An organization distributes a request for proposal when it's thinking about making a vendor switch or substantially upgrading an existing system. We invited several companies to respond to an RFP specifying a new network architecture for TacDoh, a fictional, fast-growing purveyor of deep-fried desserts. In its RFP, TacDoh aimed to simplify management, unify its architecture, incorporate voice over IP, and add security features.
Wowing potential customers is important to vendors responding to RFPs because incoming vendors have a hard time supplanting incumbents.
That incumbent vendor is most likely Cisco: The company dominates in the access, distribution, and core switching layers as well as the data center. Interestingly, for all the complaining we hear about Cisco from peers, IT administrators, and CIOs, in a recent InformationWeek Research survey of 295 technology pros, 76% of respondents say they'd prefer to purchase Cisco gear, followed by Hewlett-Packard ProCurve at 22%, then everyone else.
We didn't position this RFP-based Rolling Review as "anyone but Cisco," but Cisco declined to participate, citing resource issues. We received responses from five other vendors: Alcatel-Lucent, Extreme Networks, Foundry Networks, HP ProCurve, and 3Com.
Alcatel-Lucent, HP ProCurve, and 3Com all made our short list because their proposed network designs hit all of our requirements, with resilience and advanced features to support TacDoh's VoIP and security initiatives.

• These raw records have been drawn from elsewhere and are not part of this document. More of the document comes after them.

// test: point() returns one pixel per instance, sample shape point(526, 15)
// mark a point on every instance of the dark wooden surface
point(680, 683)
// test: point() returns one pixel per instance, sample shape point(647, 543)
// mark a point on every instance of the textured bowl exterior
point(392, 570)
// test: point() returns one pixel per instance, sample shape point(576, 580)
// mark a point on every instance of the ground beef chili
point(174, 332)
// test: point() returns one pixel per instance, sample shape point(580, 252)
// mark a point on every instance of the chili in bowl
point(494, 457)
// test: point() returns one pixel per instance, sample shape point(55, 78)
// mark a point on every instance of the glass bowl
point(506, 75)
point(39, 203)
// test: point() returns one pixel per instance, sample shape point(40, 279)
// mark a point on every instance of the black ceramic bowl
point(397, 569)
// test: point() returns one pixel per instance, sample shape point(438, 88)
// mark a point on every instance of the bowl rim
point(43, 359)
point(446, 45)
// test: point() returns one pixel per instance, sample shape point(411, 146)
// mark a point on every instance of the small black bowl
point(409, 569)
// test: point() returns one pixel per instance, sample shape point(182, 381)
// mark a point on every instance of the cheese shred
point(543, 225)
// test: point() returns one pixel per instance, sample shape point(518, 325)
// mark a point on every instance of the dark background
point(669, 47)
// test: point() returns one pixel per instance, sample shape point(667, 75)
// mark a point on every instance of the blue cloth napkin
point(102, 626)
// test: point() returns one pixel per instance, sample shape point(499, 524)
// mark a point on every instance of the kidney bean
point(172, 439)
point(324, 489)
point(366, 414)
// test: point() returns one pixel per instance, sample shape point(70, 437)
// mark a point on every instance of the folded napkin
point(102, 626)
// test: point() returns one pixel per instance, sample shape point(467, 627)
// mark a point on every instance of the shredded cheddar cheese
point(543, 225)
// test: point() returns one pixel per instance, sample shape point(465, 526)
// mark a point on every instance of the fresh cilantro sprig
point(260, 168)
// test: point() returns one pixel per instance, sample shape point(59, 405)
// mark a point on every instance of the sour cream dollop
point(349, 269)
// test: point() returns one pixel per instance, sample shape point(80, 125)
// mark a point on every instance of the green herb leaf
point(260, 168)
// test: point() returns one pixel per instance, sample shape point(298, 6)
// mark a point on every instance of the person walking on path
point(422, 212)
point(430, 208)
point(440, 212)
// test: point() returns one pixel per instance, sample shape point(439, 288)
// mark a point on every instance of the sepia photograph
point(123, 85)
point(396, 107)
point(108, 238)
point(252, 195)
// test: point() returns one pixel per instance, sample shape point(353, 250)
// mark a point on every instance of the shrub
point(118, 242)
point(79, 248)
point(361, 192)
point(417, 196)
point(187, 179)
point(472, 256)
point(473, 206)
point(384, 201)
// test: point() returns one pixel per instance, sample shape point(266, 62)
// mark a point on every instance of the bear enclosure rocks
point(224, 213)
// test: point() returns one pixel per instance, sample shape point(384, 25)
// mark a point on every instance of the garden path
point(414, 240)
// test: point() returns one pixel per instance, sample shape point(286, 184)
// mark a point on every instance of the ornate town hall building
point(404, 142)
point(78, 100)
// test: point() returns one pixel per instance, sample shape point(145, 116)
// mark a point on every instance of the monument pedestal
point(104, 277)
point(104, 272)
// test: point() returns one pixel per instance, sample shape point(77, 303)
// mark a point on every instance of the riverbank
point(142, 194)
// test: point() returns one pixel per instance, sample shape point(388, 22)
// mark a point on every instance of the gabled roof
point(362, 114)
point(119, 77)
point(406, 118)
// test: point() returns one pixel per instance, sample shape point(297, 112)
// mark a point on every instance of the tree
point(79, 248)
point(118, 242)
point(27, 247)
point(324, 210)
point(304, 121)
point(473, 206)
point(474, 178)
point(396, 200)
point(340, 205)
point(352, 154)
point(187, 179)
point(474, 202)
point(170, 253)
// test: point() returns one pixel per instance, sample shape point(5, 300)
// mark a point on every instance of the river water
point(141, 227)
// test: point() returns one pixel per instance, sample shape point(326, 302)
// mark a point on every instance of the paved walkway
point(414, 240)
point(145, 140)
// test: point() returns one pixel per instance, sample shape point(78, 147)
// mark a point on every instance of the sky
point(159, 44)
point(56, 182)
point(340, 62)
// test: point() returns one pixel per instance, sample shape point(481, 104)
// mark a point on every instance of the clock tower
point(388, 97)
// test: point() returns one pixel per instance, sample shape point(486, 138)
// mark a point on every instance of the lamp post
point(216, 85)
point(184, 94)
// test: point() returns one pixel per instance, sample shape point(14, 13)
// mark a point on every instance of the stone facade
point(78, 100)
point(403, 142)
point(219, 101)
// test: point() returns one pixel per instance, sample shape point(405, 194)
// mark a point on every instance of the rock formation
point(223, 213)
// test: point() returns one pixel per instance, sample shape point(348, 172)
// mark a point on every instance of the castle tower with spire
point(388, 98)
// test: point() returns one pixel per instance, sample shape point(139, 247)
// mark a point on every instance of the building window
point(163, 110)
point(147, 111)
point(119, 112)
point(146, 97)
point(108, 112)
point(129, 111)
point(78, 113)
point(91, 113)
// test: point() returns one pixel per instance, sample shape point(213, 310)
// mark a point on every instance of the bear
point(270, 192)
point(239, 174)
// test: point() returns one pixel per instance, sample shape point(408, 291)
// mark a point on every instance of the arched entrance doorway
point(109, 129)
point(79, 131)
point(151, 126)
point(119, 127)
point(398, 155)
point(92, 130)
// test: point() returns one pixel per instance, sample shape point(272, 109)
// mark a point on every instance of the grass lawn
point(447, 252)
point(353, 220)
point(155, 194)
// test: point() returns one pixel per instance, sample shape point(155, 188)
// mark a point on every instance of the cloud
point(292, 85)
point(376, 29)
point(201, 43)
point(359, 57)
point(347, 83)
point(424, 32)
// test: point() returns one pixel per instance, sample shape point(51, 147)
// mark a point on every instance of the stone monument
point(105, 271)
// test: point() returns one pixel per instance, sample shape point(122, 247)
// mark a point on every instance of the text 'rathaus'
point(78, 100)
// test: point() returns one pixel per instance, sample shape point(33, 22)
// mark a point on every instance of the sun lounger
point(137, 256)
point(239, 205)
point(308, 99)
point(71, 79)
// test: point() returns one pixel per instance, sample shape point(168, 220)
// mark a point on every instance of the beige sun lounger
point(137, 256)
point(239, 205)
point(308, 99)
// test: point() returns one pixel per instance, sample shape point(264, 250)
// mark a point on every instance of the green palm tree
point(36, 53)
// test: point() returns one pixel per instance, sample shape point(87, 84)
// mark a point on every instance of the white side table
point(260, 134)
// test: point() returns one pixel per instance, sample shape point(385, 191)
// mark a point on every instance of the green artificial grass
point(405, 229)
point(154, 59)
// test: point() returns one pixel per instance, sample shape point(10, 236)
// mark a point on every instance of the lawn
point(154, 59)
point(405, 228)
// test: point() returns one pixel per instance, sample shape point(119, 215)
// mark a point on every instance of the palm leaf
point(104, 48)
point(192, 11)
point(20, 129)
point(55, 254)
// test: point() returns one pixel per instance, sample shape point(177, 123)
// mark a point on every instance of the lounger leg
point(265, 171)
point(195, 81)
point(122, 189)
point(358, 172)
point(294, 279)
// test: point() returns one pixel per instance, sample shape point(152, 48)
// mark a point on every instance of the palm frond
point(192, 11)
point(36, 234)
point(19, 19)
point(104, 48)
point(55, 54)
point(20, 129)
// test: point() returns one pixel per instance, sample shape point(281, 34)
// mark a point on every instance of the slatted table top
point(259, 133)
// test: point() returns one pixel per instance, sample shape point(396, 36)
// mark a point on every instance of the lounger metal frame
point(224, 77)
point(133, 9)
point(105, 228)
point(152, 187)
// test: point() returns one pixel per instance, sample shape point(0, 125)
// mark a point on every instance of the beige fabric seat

But that doesn't mean Foundry and Extreme were second-rate: Foundry presented a strong set of products for data center computing, and its recently announced acquisition by Brocade should boost its position in the market. We like some of the advanced features Extreme offered, such as event scripting. But Extreme is a pure-play switch vendor, and its limited product line puts it at a disadvantage and made it a poor choice for TacDoh.